这些年城里人愈发爱往山野跑。去年深秋在嘉午台,我曾遇见一对银发夫妇带着自制望远镜观星;初春的翠华山碎星潭畔,写生的美院学生将画板浸得半湿;就连去年除夕,朋友圈里都有人晒出冰瀑下的野炊——秦岭七十二峪里,彩色冲锋衣已成了流动的风景。

行至半山腰那株千年七叶树下,女儿突然蹲下身。原来树根凹陷处积着昨夜的雨水,俨然成了微型生态圈:水黾在镜面上滑出涟漪,孑孓扭成细银簪,几片七叶树嫩芽正以肉眼难察的速度舒展。这让我想起去年在圭峰山遇见的场景:暴雨初歇,十几只蓝尾蝶集体停栖在湿岩上晾翅,宛若给山峦披了件流光溢彩的鳞甲。

山径转角处总有惊喜。石缝里探头的龙胆花蓝得惊心,像打翻的靛青颜料;苔痕斑驳的唐时摩崖上,“云深不知处”的刻痕里竟冒出几丛虎耳草;最妙的是那树未开的洋槐,花苞像缀满枝头的翡翠铃铛,引得蜂群围着打转。走得乏了,便坐在溪涧石上,看透明的水蜘蛛在涟漪间作画。山风裹着草木清香掠过耳际,向家人说起单位里的KPI考核,话音未落,那些郁结竟也随着飘远的云絮消散了。

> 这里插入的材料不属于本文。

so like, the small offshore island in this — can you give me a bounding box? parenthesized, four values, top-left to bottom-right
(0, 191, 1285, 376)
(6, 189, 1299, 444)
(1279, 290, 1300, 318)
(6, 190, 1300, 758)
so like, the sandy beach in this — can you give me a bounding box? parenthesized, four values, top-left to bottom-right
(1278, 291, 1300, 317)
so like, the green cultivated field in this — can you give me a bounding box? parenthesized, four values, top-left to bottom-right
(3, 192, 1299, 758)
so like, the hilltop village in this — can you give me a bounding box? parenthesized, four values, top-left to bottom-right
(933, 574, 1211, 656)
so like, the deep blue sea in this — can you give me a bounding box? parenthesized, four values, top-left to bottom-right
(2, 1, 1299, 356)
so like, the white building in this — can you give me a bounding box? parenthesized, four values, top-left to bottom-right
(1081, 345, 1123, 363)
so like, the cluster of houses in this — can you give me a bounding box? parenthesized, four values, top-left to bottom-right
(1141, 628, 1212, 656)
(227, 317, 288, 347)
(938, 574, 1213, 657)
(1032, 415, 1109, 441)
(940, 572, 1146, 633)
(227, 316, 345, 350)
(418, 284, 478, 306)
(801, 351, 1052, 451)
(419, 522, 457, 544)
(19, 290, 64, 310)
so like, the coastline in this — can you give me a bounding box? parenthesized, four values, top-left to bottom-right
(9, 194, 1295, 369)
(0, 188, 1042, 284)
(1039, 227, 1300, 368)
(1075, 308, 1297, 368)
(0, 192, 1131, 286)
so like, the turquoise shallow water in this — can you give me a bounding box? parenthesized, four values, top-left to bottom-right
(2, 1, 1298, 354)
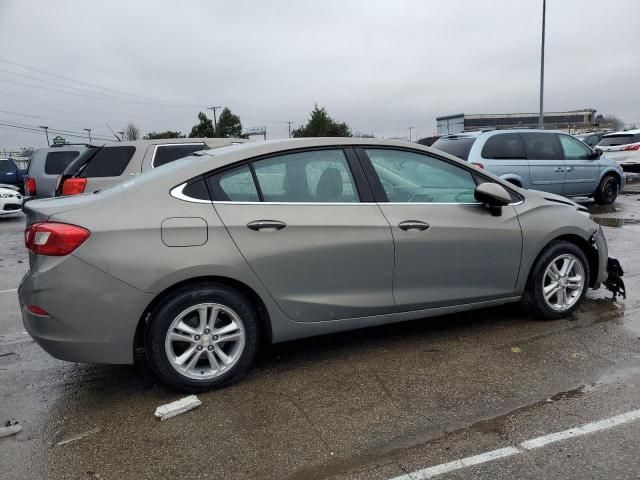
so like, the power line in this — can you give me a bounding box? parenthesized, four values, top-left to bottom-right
(0, 76, 200, 108)
(0, 57, 202, 107)
(0, 121, 114, 141)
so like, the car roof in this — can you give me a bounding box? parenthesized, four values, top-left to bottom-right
(89, 138, 247, 148)
(603, 129, 640, 136)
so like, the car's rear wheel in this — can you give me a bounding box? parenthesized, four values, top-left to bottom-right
(594, 174, 619, 205)
(145, 283, 259, 392)
(522, 241, 589, 320)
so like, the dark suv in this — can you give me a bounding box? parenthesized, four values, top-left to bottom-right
(0, 157, 27, 193)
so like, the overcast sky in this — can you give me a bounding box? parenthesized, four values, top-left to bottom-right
(0, 0, 638, 149)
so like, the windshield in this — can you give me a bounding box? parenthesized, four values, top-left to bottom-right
(598, 134, 638, 147)
(431, 137, 476, 160)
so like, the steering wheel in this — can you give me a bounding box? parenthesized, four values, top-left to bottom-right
(380, 179, 394, 199)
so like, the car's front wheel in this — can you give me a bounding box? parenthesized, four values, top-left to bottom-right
(522, 241, 589, 320)
(594, 174, 619, 205)
(145, 283, 259, 392)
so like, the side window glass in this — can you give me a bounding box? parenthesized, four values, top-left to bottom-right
(520, 133, 563, 160)
(481, 133, 526, 159)
(365, 149, 477, 203)
(252, 150, 359, 203)
(207, 165, 259, 202)
(153, 143, 206, 168)
(559, 135, 592, 160)
(44, 151, 80, 174)
(80, 146, 136, 177)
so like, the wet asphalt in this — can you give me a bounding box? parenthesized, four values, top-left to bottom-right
(1, 192, 640, 479)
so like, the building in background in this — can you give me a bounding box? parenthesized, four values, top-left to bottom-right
(436, 109, 597, 135)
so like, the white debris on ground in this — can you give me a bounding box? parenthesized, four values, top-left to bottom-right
(0, 424, 22, 438)
(55, 427, 101, 446)
(154, 395, 202, 421)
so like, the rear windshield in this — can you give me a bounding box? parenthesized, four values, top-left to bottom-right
(152, 143, 206, 167)
(44, 151, 80, 174)
(80, 146, 136, 177)
(599, 134, 640, 147)
(0, 159, 14, 173)
(431, 137, 476, 160)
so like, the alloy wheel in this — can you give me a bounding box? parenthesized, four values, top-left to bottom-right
(164, 303, 246, 380)
(542, 254, 585, 311)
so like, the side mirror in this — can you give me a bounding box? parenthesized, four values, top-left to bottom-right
(475, 183, 511, 216)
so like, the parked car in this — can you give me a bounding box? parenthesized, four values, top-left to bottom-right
(574, 132, 606, 148)
(432, 129, 624, 204)
(55, 138, 246, 196)
(24, 144, 86, 198)
(0, 157, 27, 193)
(20, 138, 625, 391)
(0, 184, 23, 216)
(596, 129, 640, 169)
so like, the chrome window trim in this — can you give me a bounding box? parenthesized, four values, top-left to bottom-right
(170, 182, 212, 204)
(151, 143, 207, 169)
(171, 181, 524, 207)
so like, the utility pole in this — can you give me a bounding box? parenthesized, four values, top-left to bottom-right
(539, 0, 546, 129)
(39, 126, 50, 146)
(286, 121, 293, 138)
(84, 128, 92, 142)
(208, 106, 221, 134)
(408, 126, 414, 142)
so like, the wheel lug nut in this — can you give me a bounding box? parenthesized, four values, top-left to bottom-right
(197, 345, 203, 351)
(204, 329, 210, 334)
(208, 345, 214, 351)
(194, 335, 200, 341)
(213, 335, 218, 340)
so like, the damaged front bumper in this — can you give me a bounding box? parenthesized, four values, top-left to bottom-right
(592, 226, 626, 299)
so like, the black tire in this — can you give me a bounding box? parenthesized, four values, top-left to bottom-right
(522, 241, 590, 320)
(145, 283, 260, 392)
(594, 174, 619, 205)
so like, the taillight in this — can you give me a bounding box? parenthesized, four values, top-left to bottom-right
(25, 222, 90, 256)
(61, 178, 87, 196)
(25, 177, 36, 196)
(471, 162, 485, 169)
(25, 305, 49, 316)
(622, 144, 640, 151)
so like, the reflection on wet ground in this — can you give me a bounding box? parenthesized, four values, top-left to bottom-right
(592, 217, 640, 228)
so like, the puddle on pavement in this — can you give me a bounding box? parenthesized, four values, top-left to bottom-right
(589, 205, 622, 215)
(592, 217, 640, 228)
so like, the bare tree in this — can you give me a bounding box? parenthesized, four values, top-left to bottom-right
(124, 122, 140, 141)
(597, 114, 624, 131)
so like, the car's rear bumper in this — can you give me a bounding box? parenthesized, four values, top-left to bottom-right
(18, 254, 153, 364)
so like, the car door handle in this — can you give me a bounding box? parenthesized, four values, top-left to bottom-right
(398, 220, 430, 231)
(246, 220, 287, 232)
(555, 167, 564, 172)
(566, 167, 575, 172)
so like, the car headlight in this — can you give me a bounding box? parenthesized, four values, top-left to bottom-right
(0, 193, 13, 198)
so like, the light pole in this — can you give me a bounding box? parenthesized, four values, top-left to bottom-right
(118, 131, 125, 141)
(84, 128, 92, 142)
(208, 105, 221, 134)
(539, 0, 546, 129)
(39, 126, 50, 146)
(409, 126, 414, 142)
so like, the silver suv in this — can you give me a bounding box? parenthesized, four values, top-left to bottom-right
(24, 145, 86, 198)
(432, 129, 624, 204)
(56, 138, 246, 196)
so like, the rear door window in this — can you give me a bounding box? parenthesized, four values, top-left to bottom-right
(0, 159, 14, 173)
(520, 132, 563, 160)
(80, 146, 136, 177)
(152, 143, 206, 167)
(431, 137, 476, 160)
(252, 150, 359, 203)
(207, 165, 259, 202)
(44, 151, 80, 174)
(481, 133, 526, 159)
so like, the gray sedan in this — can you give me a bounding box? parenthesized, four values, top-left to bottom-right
(19, 139, 625, 391)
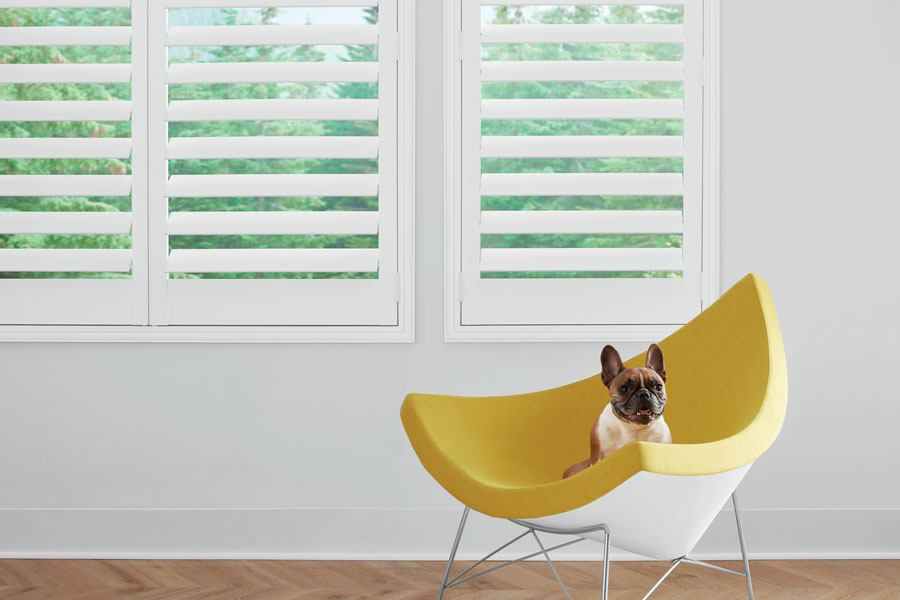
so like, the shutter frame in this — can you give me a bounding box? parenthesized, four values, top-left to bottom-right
(447, 0, 713, 339)
(1, 0, 415, 339)
(149, 0, 411, 328)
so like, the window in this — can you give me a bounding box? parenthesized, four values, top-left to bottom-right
(444, 0, 718, 341)
(0, 0, 414, 340)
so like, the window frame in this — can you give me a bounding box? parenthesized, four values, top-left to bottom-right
(0, 0, 416, 343)
(443, 0, 720, 342)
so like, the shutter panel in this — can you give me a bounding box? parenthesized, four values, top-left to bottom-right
(457, 0, 702, 326)
(149, 0, 408, 326)
(0, 1, 147, 325)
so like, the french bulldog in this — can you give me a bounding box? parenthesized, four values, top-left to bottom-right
(563, 344, 672, 478)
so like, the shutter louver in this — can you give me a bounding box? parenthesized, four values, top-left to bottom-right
(457, 0, 702, 326)
(150, 0, 409, 326)
(0, 1, 147, 325)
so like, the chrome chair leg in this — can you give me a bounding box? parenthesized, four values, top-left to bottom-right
(437, 507, 469, 600)
(641, 557, 683, 600)
(531, 530, 573, 600)
(641, 494, 754, 600)
(732, 492, 755, 600)
(436, 498, 751, 600)
(601, 528, 611, 600)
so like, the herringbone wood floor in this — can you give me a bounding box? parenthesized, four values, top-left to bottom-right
(0, 559, 898, 599)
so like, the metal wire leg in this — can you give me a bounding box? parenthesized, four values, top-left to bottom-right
(601, 529, 611, 600)
(732, 492, 755, 600)
(641, 558, 683, 600)
(437, 507, 469, 600)
(531, 530, 573, 600)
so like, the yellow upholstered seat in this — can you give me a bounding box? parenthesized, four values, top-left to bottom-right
(401, 273, 787, 520)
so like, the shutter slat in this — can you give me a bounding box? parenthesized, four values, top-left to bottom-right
(481, 173, 683, 197)
(481, 135, 683, 158)
(0, 26, 131, 46)
(166, 99, 378, 122)
(480, 248, 683, 272)
(166, 25, 378, 47)
(482, 60, 684, 82)
(482, 98, 683, 120)
(0, 1, 131, 6)
(0, 64, 131, 84)
(481, 210, 683, 234)
(0, 249, 132, 272)
(166, 174, 378, 198)
(166, 62, 378, 84)
(164, 0, 377, 6)
(482, 24, 683, 44)
(167, 136, 378, 159)
(0, 212, 132, 234)
(166, 249, 379, 273)
(0, 138, 132, 159)
(166, 211, 379, 236)
(0, 100, 132, 122)
(0, 175, 132, 197)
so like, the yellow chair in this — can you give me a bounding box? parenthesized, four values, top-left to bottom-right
(401, 274, 787, 600)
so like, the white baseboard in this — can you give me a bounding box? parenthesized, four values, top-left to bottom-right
(0, 507, 897, 560)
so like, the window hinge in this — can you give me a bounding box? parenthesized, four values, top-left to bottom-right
(458, 274, 464, 303)
(394, 274, 401, 303)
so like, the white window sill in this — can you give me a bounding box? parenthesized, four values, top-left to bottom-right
(444, 323, 683, 343)
(0, 325, 414, 343)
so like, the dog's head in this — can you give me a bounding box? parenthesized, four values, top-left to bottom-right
(601, 344, 667, 426)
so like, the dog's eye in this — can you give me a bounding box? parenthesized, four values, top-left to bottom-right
(619, 385, 628, 394)
(655, 383, 663, 390)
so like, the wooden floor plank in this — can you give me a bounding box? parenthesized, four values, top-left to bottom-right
(0, 559, 898, 599)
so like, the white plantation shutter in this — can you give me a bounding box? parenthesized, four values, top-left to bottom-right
(0, 0, 147, 325)
(148, 0, 410, 326)
(1, 0, 412, 336)
(452, 0, 705, 330)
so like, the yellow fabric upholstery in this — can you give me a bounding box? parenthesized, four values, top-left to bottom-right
(401, 274, 787, 519)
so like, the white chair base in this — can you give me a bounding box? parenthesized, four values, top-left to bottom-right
(436, 493, 754, 600)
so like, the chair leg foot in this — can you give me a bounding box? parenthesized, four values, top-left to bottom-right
(437, 507, 469, 600)
(732, 492, 755, 600)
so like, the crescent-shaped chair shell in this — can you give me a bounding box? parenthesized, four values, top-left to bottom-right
(401, 274, 787, 560)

行至火龙洞附近,遇见采药的老汉。他竹篓里躺着刚挖的苍术,断面朱砂色的纹理宛如凝固的晚霞。“这是给老伴治风湿的。”老人笑着掰开块茎,辛辣的药香瞬间漫开。他指着崖壁上的连香树告诉我们,立夏前后会有成群星鸦来啄食翅果,“那阵势,跟撒铜钱似的。”

如今登山于我,早不止是强身健体。某个加班至凌晨的冬日,我独自驱车来到沣峪口。雪落竹海的簌簌声里,冻僵的指节抚过岩壁上绒绒的绿苔,看月光在石阶上跳格子,偶遇松鼠捧着橡果愣怔的模样,竟觉满身疲惫都化作了冰凉的雾气。

人生何尝不是翻山越岭?有时走在舒缓的山脊,看野樱桃把山道染成粉雪;有时困在嶙峋石峡,听旱蚂蟥在枯叶下沙沙游走。但正是那些气喘吁吁的攀爬,那些被荆棘勾住衣角的时刻,让我们在岩缝间照见自己的韧劲。就像此刻南五台的云雾,看似遮蔽了前路,走着走着,却自会化出通途——转过某个无名山坳,忽见十丈飞瀑破云而出,水沫在阳光下幻作七彩虹桥。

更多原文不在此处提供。